Cuando el Amor y la Determinación Superan los Desafíos de la Discapacidad y la Edad

La familia es el pilar fundamental en el cuidado y protección de los hijos. Sin embargo, cuando uno de ellos tiene una discapacidad, surgen desafíos emocionales profundos para los padres, especialmente a medida que envejecen. Una pregunta desgarradora resuena constantemente en sus mentes: ¿Qué será de nuestros hijos cuando ya no podamos cuidar de ellos?

Superando Obstáculos con Amor y Determinación

Cuando la Edad y la Discapacidad se Encuentran

Manuel Hurtado y Dolores López, padres de Conchi, quien vive con parálisis cerebral, se han enfrentado a esta realidad de primera mano. A medida que envejecían, les resultaba cada vez más difícil brindar el cuidado que Conchi necesitaba. "Nosotros íbamos cumpliendo una edad y ya no teníamos fuerza suficiente para cuidar de Conchi porque había que levantarla de la cama, acostarla, llevarla al servicio, darle de comer... y todo eso era a base de brazos y de fuerza y llega un momento en el que ya no puedes", explica Manuel con tristeza en su voz. Dolores, por su parte, también enfrenta problemas de salud, lo que complica aún más la situación. "Quieres atenderla pero no puedes. Es duro pero así es la vida", agrega Dolores, reflejando el amor incondicional que siente por su hija.

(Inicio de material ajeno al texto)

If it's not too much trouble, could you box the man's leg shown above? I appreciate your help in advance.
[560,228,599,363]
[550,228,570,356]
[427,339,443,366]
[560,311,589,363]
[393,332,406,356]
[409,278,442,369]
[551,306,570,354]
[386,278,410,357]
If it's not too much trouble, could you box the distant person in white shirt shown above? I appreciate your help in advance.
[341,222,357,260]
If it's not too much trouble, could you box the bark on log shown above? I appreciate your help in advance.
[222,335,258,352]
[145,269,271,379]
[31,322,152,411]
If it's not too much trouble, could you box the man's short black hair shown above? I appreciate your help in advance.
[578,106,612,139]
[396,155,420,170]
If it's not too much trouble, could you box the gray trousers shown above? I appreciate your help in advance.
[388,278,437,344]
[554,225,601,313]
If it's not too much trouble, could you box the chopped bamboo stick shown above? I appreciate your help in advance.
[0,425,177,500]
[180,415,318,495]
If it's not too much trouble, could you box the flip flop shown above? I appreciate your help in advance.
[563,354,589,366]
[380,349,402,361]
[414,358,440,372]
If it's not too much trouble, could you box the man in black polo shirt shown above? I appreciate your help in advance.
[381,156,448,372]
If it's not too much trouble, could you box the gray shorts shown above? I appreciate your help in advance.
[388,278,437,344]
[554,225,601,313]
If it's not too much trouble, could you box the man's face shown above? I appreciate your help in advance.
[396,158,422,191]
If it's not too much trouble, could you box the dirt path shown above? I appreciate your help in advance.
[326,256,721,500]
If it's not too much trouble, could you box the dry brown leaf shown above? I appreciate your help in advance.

Unidad Familiar en Tiempos Difíciles

Ante esta encrucijada, Manuel y Dolores tomaron una decisión que les permitiría mantener la unidad familiar: mudarse a una residencia junto a Conchi. "Yo quería estar junto a ellas", afirma Manuel, demostrando su compromiso y amor inquebrantable. En esta residencia de Villanueva del Pardillo, en Madrid, se lleva a cabo un programa de reunificación familiar que permite que personas mayores y sus hijos adultos con discapacidad convivan en un mismo espacio adaptado a diferentes generaciones y realidades. "Cuando llegas a la Tercera Edad no sabes cómo llegas y surgen complicaciones, enfermedades. Para mí que estén juntos es una tranquilidad y, para ellos, estar juntos es fundamental", explica Manuel Hurtado, hermano de Conchi.

Una Vida Plena y Llena de Alegría

A pesar de las dificultades que ha enfrentado, Conchi es una mujer que se destaca por su espíritu positivo y su alegría contagiosa. "Siempre que ves a Conchi se está riendo", comenta su hermano Manuel. Conchi vive con un 97% de discapacidad intelectual, pero esto no define su vida. Participa activamente en las actividades de la residencia, como talleres de pintura, y disfruta de su propio círculo de amistades. Además, mantiene una comunicación constante con su familia a través de WhatsApp, demostrando que no hay límites en su día a día. "Conchi tiene una vida muy interesante", afirma Manuel. "Con la situación física en la que se encuentra, es alucinante ver la alegría que tiene. Siempre que la ves, está riendo, y siempre que puede, te dice que te quiere".

Equilibrio entre Vida Familiar e Independencia

Este equilibrio entre la vida familiar y la necesidad de independencia de Conchi es fundamental para su bienestar. Cuando sus padres se mudaron a la residencia, Conchi les dejó claro que quería tener sus propias actividades y tiempo con sus amigas. "Cuando mis padres entraron en la residencia, querían verla todos los días, pero ella les dijo que no, porque tenía sus actividades y también quería estar con sus amigas", explica Manuel. "Se marcaron los límites que Conchi quería" y, en este sentido, "hemos encontrado un equilibrio chulo", agrega.